The key question then becomes the one which we previously actively avoided: "What do we need to do to make this particular thing great?" But do we want to pose a question that we may not know the answer to? When the outcome is sufficiently important, the response is always "Yes, with trusted support, we want to ask the question, and to find out the answer". By discovering new ways to ask bigger questions we build on our optimism with realism, and respond to our hope (instead of just doing more good stuff).

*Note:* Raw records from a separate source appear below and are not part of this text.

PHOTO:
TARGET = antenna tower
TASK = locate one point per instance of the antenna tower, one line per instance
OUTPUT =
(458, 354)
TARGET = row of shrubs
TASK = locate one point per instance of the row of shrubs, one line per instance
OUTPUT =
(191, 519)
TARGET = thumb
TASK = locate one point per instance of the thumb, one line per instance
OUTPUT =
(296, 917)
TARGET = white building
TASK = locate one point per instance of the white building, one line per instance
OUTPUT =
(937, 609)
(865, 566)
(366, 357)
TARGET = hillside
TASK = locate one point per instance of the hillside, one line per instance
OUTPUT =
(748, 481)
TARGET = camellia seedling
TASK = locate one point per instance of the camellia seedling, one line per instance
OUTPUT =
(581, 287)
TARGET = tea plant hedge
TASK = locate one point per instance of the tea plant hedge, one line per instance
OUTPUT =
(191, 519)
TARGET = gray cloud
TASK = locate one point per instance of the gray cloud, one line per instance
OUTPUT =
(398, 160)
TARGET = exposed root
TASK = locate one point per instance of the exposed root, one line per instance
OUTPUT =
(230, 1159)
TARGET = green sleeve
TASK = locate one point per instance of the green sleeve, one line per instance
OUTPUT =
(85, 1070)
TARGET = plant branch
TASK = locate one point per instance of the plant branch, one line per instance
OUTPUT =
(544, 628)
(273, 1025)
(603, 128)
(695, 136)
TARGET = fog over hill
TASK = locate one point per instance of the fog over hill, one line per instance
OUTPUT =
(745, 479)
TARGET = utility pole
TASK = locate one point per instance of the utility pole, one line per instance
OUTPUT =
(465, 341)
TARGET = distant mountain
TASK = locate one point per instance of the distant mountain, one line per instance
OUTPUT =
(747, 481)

There are clear-sighted leaders asking this key question. Sometimes they are the lone voice of inspiration. They may also be organizational subversives and the new leaders; those willing to identify that there is a question that deserves an answer - an answer they are willing to wait for and discover. They are the people who have the courage to find the answers that make a difference. They do not want just another cliché. Theirs are the voices that deserve being listened to. We know this, because in the end, we don't want it all to be good - we actually want it to be great.

by William Varey

1. Rand, Ayn (1957) Atlas Shrugged, Penguin Putnam Inc., N.Y.

2. Maier, S.F. and Seligman, M. 'Learned Helplessness: Theory and Evidence', Journal of Experimental Psychology (1976) pp 3-46

3. Seligman, M. (1990) Learned Optimism, Random House, Sydney

4. Wilde, Oscar (1891) The Decay of Lying: A Dialogue, in Intentions, Methuen & Co., London.